Dead Hand by Harold Coyle

Dead Hand by Harold Coyle

Author:Harold Coyle
Language: eng
Format: epub
Publisher: Tom Doherty Associates


WESTERN SIBERIA, RUSSIA

07:50 HOURS ZULU, APRIL 9

Out of breath and frustrated, Franz Ingelmann took several moments before rendering his report. Squatting next to the panting legionnaire, Stanislaus Dombrowski waited patiently while the Austrian corporal collected himself. “I found no trace of Juan,” Ingelmann finally blurted. “Of course,” he continued after another moment’s pause, “things are so bad out there, I could have passed within a meter of him and not seen him.”

“I daresay,” Dombrowski stated dryly, “that poor Juan is either hopelessly lost or, like Anton and Kim, hors de combat.”

As he reached around for his canteen, Ingelmann looked over to where their captain lay propped against a tree stump. “How’s he doing?”

Dombrowski didn’t bother looking back at his injured team commander. Instead, his gaze dropped down to the blackened patch of earth at his feet. “Rather well,” he mumbled as he repeatedly jabbed at the dirt with a stick, “for a man with two broken legs, perhaps a broken back, and God knows how many internal injuries.”

“Isn’t that going to make moving him a bit risky?” Ingelmann asked cautiously.

Ceasing his assault on the ground between them, Dombrowski looked up and gave his companion a cold, hard stare. “We are not taking him with us.”

Ingelmann blinked. He wanted to say something. He felt the urge to voice his disapproval of this decision. But he knew that such a gesture would be for naught. As a member of les Commandos de Recherche et d’Action dans le Profondeur, the young Austrian knew that the price of being a part of that unit was high. The risks they took during training exercises or in the course of combat operations often bordered on gambling. Yet the sacrifices that individual legionnaires were called upon to pay, no matter how steep, were seldom taken into account when determining if a mission should or should not be undertaken. Only the feasibility of achieving the desired goal of the exercise and the cost of not doing so mattered. Perhaps this is why there is often a wide psychological gulf between staff planners, who deal in the abstract, and ground combat troops, charged with carrying out their plans in a very real and often harsh world.

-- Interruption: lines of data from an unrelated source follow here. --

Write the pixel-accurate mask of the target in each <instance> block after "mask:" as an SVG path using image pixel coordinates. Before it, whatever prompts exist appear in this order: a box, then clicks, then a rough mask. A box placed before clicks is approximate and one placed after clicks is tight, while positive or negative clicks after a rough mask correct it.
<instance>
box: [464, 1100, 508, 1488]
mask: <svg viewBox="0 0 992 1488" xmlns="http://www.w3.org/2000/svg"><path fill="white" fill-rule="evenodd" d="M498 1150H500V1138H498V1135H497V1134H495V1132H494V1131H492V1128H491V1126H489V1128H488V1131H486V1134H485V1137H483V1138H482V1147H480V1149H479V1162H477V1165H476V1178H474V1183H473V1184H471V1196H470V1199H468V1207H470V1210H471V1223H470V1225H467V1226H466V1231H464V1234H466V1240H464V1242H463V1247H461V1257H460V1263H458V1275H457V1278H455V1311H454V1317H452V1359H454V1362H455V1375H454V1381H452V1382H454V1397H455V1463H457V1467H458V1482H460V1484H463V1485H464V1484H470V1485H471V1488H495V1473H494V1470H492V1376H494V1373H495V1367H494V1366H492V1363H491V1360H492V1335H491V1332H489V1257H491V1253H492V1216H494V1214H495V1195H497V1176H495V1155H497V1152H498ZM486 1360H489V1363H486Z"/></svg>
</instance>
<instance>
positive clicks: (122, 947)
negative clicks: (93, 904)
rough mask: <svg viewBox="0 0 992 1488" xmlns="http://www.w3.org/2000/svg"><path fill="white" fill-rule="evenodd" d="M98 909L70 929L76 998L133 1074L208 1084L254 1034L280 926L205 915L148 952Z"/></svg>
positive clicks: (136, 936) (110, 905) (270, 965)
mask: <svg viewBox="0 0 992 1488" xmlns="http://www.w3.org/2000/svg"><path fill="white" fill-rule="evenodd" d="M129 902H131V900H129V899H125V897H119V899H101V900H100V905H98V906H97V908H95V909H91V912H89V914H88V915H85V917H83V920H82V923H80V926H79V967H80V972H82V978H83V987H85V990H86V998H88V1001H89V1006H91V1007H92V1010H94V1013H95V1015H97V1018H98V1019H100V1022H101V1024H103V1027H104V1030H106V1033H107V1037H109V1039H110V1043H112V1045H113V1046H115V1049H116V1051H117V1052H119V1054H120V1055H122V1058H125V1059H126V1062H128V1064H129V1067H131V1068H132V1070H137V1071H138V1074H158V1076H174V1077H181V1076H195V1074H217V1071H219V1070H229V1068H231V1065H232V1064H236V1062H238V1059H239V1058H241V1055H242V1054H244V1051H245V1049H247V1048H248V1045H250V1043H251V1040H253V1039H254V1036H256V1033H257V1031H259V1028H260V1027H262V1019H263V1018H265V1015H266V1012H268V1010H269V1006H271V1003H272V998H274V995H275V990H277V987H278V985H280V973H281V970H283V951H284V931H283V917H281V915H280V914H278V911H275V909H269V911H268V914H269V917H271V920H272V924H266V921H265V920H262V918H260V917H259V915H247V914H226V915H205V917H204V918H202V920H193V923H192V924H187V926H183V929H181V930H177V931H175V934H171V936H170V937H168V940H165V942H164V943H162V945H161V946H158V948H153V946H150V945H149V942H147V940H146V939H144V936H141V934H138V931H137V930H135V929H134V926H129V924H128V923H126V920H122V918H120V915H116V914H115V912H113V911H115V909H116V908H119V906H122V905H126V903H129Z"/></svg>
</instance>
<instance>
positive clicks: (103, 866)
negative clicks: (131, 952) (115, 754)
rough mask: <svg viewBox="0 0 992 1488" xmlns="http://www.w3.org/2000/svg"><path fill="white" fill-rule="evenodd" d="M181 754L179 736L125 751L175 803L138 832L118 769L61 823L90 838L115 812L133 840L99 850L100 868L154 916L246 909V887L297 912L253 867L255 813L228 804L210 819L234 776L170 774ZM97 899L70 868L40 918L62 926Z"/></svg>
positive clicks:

After taking another sip from his canteen, Ingelmann forced himself to look over to where his captain was slumped. “Is there anything we can do for him?”

The Polish legionnaire didn’t answer. Instead, he jabbed the stick he held into the ground, again and again. The question of what they could do for their injured commanding officer had been plaguing Dombrowski ever since he had discovered him twisted about in his parachute and bent backward over a fallen tree. That Captain Pascal was conscious and yet had made no effort to free himself from his harness had told Dombrowski just how severe the man’s injuries were. “I’ve already given him all the morphine in his first-aid packet. Mine as well,” the Pole finally stated. After glancing back over his shoulder to where Pascal lay, he looked into Ingelmann’s eyes.